Fue una de las situaciones más polémicas que se vivieron ayer en la Cámara de Diputados.

Con 73 votos a favor, 3 en contra y una abstención, se aprobó el reajuste del 2,5% para los funcionarios del sector público. ¿El problema? Por primera vez desde 2015, se aplicará a los sueldos más altos del aparato público.

Esto, pues el gobierno decidió congelar la medida que impedía que los sueldos de quienes cobraran sobre $4,4 millones mensuales se les aplicara el reajuste de cada año. Entre estos están los ministros de Estado, con remuneraciones superiores a los $6 millones de pesos y los propios parlamentarios, así como jefes de servicios y subsecretarios.

En medio del debate, el diputado Giorgio Jackson (Revolución Democrática) presentó una indicación firmada por otros 30 diputados que volvía ingresar la prohibición de que se aplicara a los sueldos altos del Estado. La medida fue declarada admisible por la comisión de Hacienda y por la Sala, pero finalmente fue desechada por ser presentada fuera de plazo.

Jackson apeló a que esta es una votación “política” y que se sometiera a votación, pero no convenció ni a la directiva de la Cámara ni a sus pares diputados.
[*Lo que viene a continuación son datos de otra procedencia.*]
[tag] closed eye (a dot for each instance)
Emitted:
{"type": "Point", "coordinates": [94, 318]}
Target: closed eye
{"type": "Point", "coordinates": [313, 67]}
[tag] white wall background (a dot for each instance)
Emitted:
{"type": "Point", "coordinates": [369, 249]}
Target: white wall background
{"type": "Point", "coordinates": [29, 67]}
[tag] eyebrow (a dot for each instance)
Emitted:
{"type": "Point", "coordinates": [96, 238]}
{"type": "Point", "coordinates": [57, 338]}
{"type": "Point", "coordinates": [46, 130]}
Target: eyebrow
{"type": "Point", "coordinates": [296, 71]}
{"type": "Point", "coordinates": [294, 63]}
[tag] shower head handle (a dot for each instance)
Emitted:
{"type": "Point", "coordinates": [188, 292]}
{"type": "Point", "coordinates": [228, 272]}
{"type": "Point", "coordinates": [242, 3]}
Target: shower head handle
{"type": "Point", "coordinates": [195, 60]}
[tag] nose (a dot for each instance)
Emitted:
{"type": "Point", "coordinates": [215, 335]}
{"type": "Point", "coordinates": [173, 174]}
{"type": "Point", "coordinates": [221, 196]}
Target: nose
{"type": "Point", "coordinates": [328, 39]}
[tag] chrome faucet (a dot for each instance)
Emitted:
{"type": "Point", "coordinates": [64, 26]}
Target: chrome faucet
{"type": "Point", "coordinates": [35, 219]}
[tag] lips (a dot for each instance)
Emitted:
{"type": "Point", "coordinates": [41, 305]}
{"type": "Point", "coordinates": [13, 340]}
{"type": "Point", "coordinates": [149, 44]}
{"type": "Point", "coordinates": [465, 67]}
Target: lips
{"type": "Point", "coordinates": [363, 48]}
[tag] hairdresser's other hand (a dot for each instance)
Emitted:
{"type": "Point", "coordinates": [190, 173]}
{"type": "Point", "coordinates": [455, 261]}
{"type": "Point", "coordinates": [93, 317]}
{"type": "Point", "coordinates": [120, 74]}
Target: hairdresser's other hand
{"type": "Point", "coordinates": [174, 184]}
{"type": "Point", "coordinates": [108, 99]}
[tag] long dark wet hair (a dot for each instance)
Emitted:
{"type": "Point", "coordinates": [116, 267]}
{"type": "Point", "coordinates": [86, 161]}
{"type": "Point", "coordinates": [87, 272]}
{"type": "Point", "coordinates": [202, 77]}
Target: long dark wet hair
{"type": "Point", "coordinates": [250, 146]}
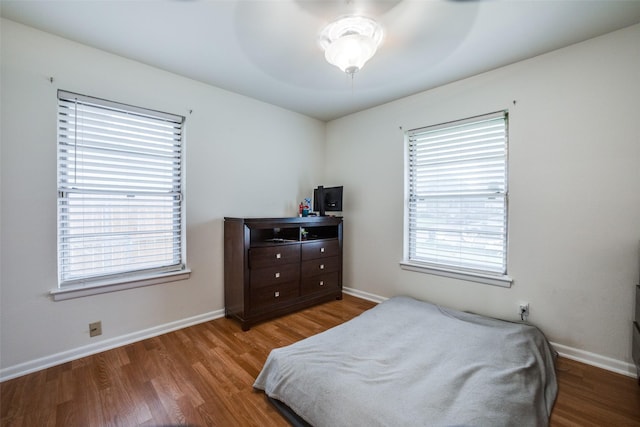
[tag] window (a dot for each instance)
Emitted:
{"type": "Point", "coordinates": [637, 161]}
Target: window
{"type": "Point", "coordinates": [120, 202]}
{"type": "Point", "coordinates": [457, 199]}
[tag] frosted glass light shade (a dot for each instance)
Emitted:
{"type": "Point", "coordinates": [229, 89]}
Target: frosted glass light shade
{"type": "Point", "coordinates": [350, 42]}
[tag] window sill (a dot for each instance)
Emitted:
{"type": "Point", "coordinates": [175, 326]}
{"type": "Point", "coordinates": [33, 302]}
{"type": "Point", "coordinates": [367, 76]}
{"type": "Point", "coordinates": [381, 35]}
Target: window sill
{"type": "Point", "coordinates": [95, 288]}
{"type": "Point", "coordinates": [503, 281]}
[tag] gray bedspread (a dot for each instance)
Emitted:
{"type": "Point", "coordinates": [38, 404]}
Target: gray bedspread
{"type": "Point", "coordinates": [409, 363]}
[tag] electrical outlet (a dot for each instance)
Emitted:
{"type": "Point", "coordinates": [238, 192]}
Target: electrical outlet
{"type": "Point", "coordinates": [95, 328]}
{"type": "Point", "coordinates": [524, 311]}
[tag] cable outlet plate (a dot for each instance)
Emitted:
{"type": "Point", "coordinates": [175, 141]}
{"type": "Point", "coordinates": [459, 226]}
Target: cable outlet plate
{"type": "Point", "coordinates": [95, 329]}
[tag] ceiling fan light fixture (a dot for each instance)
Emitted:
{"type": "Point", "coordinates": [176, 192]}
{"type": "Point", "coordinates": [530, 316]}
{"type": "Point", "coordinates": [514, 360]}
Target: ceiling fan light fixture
{"type": "Point", "coordinates": [350, 42]}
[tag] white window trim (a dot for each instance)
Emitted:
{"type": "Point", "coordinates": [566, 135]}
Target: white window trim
{"type": "Point", "coordinates": [113, 285]}
{"type": "Point", "coordinates": [501, 280]}
{"type": "Point", "coordinates": [133, 279]}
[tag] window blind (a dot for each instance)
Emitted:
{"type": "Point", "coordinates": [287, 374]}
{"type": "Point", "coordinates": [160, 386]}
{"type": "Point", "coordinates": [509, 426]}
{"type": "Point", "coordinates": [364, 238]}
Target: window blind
{"type": "Point", "coordinates": [457, 185]}
{"type": "Point", "coordinates": [119, 190]}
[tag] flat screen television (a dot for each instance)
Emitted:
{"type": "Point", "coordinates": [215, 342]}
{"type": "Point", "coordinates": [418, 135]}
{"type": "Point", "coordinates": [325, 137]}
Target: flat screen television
{"type": "Point", "coordinates": [327, 199]}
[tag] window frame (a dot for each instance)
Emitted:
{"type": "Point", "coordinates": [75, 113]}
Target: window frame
{"type": "Point", "coordinates": [469, 274]}
{"type": "Point", "coordinates": [140, 185]}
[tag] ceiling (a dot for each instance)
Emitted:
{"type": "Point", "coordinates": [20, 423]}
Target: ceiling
{"type": "Point", "coordinates": [267, 49]}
Consultado por la situación, el ministro de Hacienda Nicolás Eyzaguirre se justificó diciendo que la idea es “no alterar las carreras funcionarias” que se dan en servicios como el Poder Judicial.

“Los invito a que conversemos sobre este punto, que los cargos políticos que incluyen a los parlamentarios se traten de modo distinto”, agregó Eyzaguirre, mencionando que hay una ley que se discute en el Congreso que regula esa situación.

El jueves 30 de noviembre la Sala del Senado debe aprobar el reajuste para que sea promulgado y comience a aplicarse el 1 de diciembre. Si es así, desde ese mismo día, los propios senadores se aumentarán el sueldo de 9.121.000 pesos a 9.349.025.